I originally wrote this post on BigSoccer discussing the benefits of the NASL streaming model in response to complaints that the NASL needs a large cable contract like MLS. With Zac Wassink (no great critic of MLS) pointing out new dismal numbers and trying to figure out where MLS will succeed in a major market, my initial analysis unfortunately should be heeded by MLS fans in the long run as well, since in some cases the number of viewers nationwide is less than 50% higher than the total number of people in the stadium. The future of TV is here, and consider the reader warned.

I am including a lot of links in this post so people don’t think these are unfounded claims that I am making up to defend the NASL streaming model. I don’t have to defend it. It’s a smart, if as yet not fully developed model.

The reality is the league shouldn’t waste too much time on efforts to set up TV packages. For all of MLS’ negotations and channel switches they haven’t had higher than 1% of total TV viewership for MLS cup in 11 years. See here. Their visibility on what is clearly their flagship now, NBC Sports Network, approaches 115,000 viewers nationwide on average. (EDIT: See note above. It’s now as low as less than half that.)

Simply put, it’s more likely that more people have watched All My Children premiere this week on Hulu than MLS Cup on cable and a now-Internet soap opera could probably overtake their regular games on a daily basis.

But this isn’t even the biggest problem with making old TV a priority. The biggest problem is that thanks to companies like Aereo and low-cost boxes like Roku or Apple TV, at least two networks and Time Warner cable may actually dump their current business model in favor of streaming pay services. Don’t believe it? See here and here. Between Apple TV and Roku alone, we are talking about 20 million people. And that last news story was yesterday, so these aren’t ideas that came from 2009 “theorizing about the future”. They are changes to the business models that we will see companies rapidly adopt because….

If you add to the above the fact that cable subscriptions are at an unprecedented low, then fighting to negotiate your way to ESPN– when you could well create an online channel and undercut them, and achieve similar if not more profitable results– is a waste of time. Proof of the cable fail is right here.
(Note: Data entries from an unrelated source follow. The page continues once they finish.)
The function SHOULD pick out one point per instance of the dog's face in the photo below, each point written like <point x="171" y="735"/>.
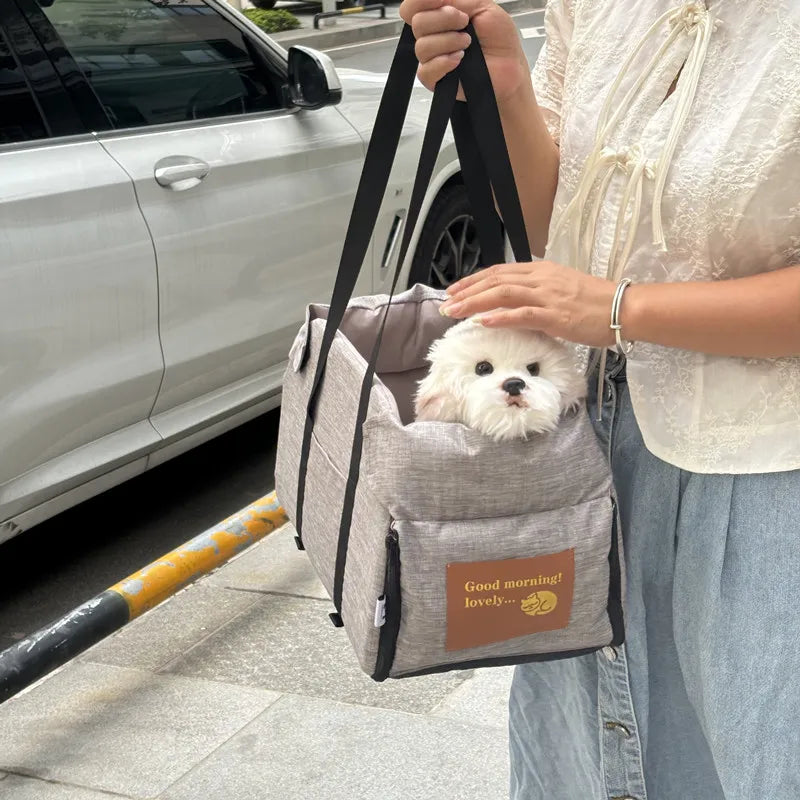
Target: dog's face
<point x="504" y="383"/>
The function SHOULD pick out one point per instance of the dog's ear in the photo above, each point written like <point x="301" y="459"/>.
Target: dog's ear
<point x="438" y="406"/>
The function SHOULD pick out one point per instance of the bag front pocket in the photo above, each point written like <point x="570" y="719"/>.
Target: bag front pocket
<point x="483" y="591"/>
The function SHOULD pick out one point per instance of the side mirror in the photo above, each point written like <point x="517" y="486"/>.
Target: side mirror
<point x="313" y="82"/>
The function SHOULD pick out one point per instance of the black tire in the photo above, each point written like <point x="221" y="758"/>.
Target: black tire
<point x="448" y="246"/>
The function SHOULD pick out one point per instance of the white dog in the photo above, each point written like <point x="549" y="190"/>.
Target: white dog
<point x="503" y="383"/>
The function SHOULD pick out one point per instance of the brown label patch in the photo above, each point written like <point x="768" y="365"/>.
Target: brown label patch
<point x="491" y="601"/>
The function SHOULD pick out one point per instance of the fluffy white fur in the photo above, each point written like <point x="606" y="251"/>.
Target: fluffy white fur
<point x="453" y="391"/>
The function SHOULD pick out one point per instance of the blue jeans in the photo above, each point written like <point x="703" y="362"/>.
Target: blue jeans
<point x="703" y="701"/>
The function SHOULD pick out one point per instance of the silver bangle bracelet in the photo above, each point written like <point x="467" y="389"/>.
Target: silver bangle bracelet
<point x="623" y="348"/>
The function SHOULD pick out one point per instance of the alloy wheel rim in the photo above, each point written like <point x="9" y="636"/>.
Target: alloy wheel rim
<point x="457" y="253"/>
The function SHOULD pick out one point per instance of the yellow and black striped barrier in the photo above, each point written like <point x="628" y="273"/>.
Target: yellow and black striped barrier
<point x="352" y="10"/>
<point x="54" y="645"/>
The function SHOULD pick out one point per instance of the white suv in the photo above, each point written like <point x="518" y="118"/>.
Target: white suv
<point x="173" y="190"/>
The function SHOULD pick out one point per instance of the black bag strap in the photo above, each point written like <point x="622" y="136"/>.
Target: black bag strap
<point x="484" y="158"/>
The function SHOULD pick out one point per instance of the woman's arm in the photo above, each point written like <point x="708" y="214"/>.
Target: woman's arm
<point x="534" y="159"/>
<point x="758" y="316"/>
<point x="755" y="317"/>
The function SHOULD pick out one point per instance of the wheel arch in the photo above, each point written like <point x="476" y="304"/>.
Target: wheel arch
<point x="446" y="175"/>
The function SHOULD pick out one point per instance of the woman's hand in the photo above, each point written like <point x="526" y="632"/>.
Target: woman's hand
<point x="541" y="296"/>
<point x="438" y="26"/>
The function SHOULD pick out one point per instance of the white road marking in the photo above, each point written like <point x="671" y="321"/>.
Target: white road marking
<point x="536" y="32"/>
<point x="394" y="38"/>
If TWC’s plans go through, then cable programming will be competing within an existing online television ecosystem. There is simply no need to go through their old model when you could circumvent it altogether.

You think with 12 teams, the World Cup, and the Cosmos you can’t get thousands of people watching a streaming game in 2014 if they can put it on the TV? (Because they can: the boxes are already bought.) The league is in the enviable position of being the first professional league in the US to have full coverage online. And guess what else that means– it means blackout restrictions are not only under their control, they can be completely ignored!

By making the priority streaming availability, there are so many other avenues the league can explore, and frankly, should take advantage of. And I’m confident they will eventually. Since NASL games operate on the UStream platform, my $50 Roku box allows me to watch the games on my TV at full screen, full volume, and no worse definition than when I had cable.

NASL is therefore, and I admit perhaps totally accidentally due to way they returned to the soccer landscape, already ahead. Don’t be surprised when your cable company offers you a Roku box in lieu of a cable box before long– and you can watch NASL just fine at no extra charge.

Late edit: By the way, local channels still work well in such a model. There are multiple services which allow the use of local channels on a streaming box… or there’s always an antenna.